Ollie’s ally was a clowder of cats. In return for the dog allowing them to sleep in the nicest junked cars, the cats helped guard Ollie’s turf. They stopped up all the holes they could find. They welcomed everyone Ollie liked and attacked Ollie’s enemies. They spied for Ollie. They sashayed out into the world and took all the food from all the country around and gave it to Ollie (although they kept back some for themselves—wouldn’t you?). The cats kept Ollie rich, and Ollie kept the cats fat. Everybody inside the junk yard was happy, but everybody outside the junk yard had a very hard time finding enough to eat.
One day, a tiny, hungry little mouse smelled the food on the other side of the fence. He stuck his nose through a hole in the fence the cats had missed. Ollie was upon the mouse in an instant. “Get out or I will eat you up!” Ollie growled. The mouse pulled out his nose and ran home to tell his mother. She told the little mouse’s father. He told all the other mice.
The next day, a hundred mice poured through the hole in the fence. Ollie growled and snapped and pounced. He killed several mice. The cats helped him. But there were so many mice, neither the cats nor Ollie could kill them all. The mice who escaped spread out amongst the rusty cars and settled in. Not even the cats, sneaky as they were, could find all the little mice. There were just too many.
When the cats realized their easy lives were over, many left the junk yard for more hospitable homes. They didn’t want to fight mice all the time; they only wanted to win. The cats that stayed promised the mice they would leave them alone, and the mice said, “See that you keep your promise, or we will chase you out too. And stop bringing all the food in here. That’s stealing.”
When Ollie’s allies were gone, the mice began raiding Ollie’s food dish every night until Ollie was forced to guard his dish or starve. Ollie had to stop patrolling the junk yard. More mice moved in. The first wave of mice fed the new ones and showed them all the paths in the junk yard. And lo and behold, the junk yard stopped belonging only to Ollie. He didn’t control it. He wasn’t the boss.
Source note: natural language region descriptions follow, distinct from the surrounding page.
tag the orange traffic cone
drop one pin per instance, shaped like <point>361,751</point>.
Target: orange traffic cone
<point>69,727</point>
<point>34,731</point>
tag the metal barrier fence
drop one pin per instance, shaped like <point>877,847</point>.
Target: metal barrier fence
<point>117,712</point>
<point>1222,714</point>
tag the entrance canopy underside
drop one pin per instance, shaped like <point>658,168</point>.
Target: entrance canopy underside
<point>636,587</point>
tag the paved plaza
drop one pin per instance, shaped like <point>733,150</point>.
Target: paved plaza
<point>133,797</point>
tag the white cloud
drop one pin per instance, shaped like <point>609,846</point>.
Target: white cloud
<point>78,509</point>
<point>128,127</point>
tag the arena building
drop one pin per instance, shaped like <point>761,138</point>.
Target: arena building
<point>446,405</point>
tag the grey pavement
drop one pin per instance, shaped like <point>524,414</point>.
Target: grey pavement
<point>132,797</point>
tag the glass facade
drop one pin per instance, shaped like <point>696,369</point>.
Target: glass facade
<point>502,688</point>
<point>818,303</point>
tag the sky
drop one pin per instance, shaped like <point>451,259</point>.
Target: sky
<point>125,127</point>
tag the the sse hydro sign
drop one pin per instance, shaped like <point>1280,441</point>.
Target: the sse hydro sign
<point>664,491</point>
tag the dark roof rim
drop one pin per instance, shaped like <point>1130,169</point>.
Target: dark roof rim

Ollie retreated to the six feet he could protect and cursed the traitor cats and growled at the mice who passed by him on their appointed rounds, but he dared not leave his dish.
The mice still had to watch Ollie lest he get so angry he chased them again, which he often did. When he chased them, however, the mice sent in a commando squad of their best mice to raid his food dish, and Ollie had to circle back to what the mice had decided was plenty and enough.
Eventually, Ollie learned that he could have as much food as he needed, but he couldn’t have all the food in the whole junk yard. He had to share.
Ollie never changed his mind about chasing the mice out, and they never changed their minds about staying. The mice and the dog distrusted one another forever.
But the junk yard was everybody’s home, and that’s the way it stayed. The end.